Monday, February 21, 2011

Business Landscape Evolution



We can see that the inter-enterprise re-structuring is happening to fit the new economy and the changing paradigm. The roles and responsibilities for the players are evolving. The focuses for good-sized enterprises are more on productivity, process-driven, maturity, and industrialization with replaceable components and resources, while the tasks of innovation are moving to small companies that will likely be acquired by large companies when getting matured. The infrastructure service is forming and separating from enterprise business, becoming a business of itself to provide common commodity services.  The Inter-Enterprise Architecture (IEA) is helpful in providing such description for businesses, both large and small, to have a clearer picture for effective business propositions and game plans. IEA is helpful in being aware of business context, environment, mutual dependencies, collaboration and partnership opportunities.

Friday, February 11, 2011

Inter-Enterprise Architecture for Cloud and Service Adoption

My presentation in Open Group Conference, San Diego:
 
The introduction of Inter-Enterprise Architecture (IEA) is a response to the current evolution of business landscape and environment change associated with common service commoditization, cloud computing adoption, and social network popularization. The IEA describes context, business environment, collaboration channels, partnership opportunities, influential components and relationships across enterprises and business organizations in selected business domain or service domain for the targeted enterprise or business organization(s). The IEA enables enterprises or business organizations to understand its position in currently connected and networked business world. Also, the dynamic nature of collaborations and the autonomy of current enterprise structure, culture, and operation environment create challenges. It is necessary to explore how business should be architected to take advantage from these collaborative environments, since it is becoming essential for business to be agile and collaborative across organization boundaries. If enterprise architecture is like a city plan, the IEA is more like a plan for a metropolitan.

Friday, January 28, 2011

Inter-Enterprise Architecture

I'll give a presentation in Open Group Conference, San Diego: http://www.opengroup.org/sandiego2011/zhao.htm

This presentation will introduce the notion of Inter-Enterprise Architecture, as a response to the growing trend of service collaboration and social networking. The public cloud provides technical means for businesses to achieve inter-enterprise service sharing and collaborations. Also, we can see the forming trend in the enterprise adoption of social networking platforms: LinkedIn, Facebook, YouTube, etc. However, the dynamic nature of collaborations and the autonomy of current enterprise structure, culture, and operation environment create challenges.
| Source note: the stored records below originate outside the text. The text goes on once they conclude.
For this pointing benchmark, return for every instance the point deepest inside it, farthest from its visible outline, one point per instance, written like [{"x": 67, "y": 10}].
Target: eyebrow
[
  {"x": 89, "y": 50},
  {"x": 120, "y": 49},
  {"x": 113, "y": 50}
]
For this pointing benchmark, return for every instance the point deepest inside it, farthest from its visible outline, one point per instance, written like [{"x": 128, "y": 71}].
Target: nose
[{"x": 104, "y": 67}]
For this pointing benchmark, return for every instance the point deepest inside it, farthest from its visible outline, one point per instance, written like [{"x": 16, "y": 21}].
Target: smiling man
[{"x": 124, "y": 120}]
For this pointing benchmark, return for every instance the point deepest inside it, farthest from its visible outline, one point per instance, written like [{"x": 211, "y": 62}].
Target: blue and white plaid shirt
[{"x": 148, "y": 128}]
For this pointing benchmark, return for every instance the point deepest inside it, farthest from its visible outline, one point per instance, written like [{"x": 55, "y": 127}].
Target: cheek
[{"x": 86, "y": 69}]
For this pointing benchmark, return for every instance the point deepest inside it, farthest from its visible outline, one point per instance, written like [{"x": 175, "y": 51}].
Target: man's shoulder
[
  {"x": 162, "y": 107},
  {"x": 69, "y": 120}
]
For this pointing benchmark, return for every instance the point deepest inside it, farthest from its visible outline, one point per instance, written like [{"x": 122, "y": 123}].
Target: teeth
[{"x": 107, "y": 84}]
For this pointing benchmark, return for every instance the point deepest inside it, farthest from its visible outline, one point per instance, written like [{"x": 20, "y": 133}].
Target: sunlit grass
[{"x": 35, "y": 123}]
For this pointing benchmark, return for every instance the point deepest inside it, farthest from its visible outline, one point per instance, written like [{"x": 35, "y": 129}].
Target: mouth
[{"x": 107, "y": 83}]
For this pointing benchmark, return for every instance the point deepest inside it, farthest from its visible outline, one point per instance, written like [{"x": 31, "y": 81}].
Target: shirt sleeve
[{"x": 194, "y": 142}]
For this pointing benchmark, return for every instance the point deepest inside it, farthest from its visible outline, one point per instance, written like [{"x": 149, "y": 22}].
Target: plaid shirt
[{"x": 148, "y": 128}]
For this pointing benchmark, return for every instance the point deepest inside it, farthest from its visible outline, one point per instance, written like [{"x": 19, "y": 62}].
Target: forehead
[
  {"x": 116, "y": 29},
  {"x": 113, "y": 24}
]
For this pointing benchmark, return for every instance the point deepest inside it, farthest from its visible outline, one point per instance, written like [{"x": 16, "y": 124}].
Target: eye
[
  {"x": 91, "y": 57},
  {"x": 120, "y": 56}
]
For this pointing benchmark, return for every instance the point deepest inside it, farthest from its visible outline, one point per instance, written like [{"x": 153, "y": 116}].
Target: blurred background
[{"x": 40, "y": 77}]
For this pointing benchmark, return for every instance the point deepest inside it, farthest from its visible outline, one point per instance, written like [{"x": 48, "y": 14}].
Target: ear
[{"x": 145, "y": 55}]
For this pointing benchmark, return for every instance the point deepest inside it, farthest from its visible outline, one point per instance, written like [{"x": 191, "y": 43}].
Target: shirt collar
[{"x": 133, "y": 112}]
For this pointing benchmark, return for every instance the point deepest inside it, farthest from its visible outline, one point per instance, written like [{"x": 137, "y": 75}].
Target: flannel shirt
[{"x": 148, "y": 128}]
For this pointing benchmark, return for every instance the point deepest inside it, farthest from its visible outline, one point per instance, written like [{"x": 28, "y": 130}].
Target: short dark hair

It is necessary to explore how business should be architected to take advantage from these collaborative environments, since it is becoming essential for business to be agile and collaborative across organization boundaries.

This presentation will discuss the possible subjects for the Inter-Enterprise Architecture to address. Also, it will discuss the impacts to enterprises from public cloud and social networking media. It will also discuss the challenges, the possible transitions, and examples.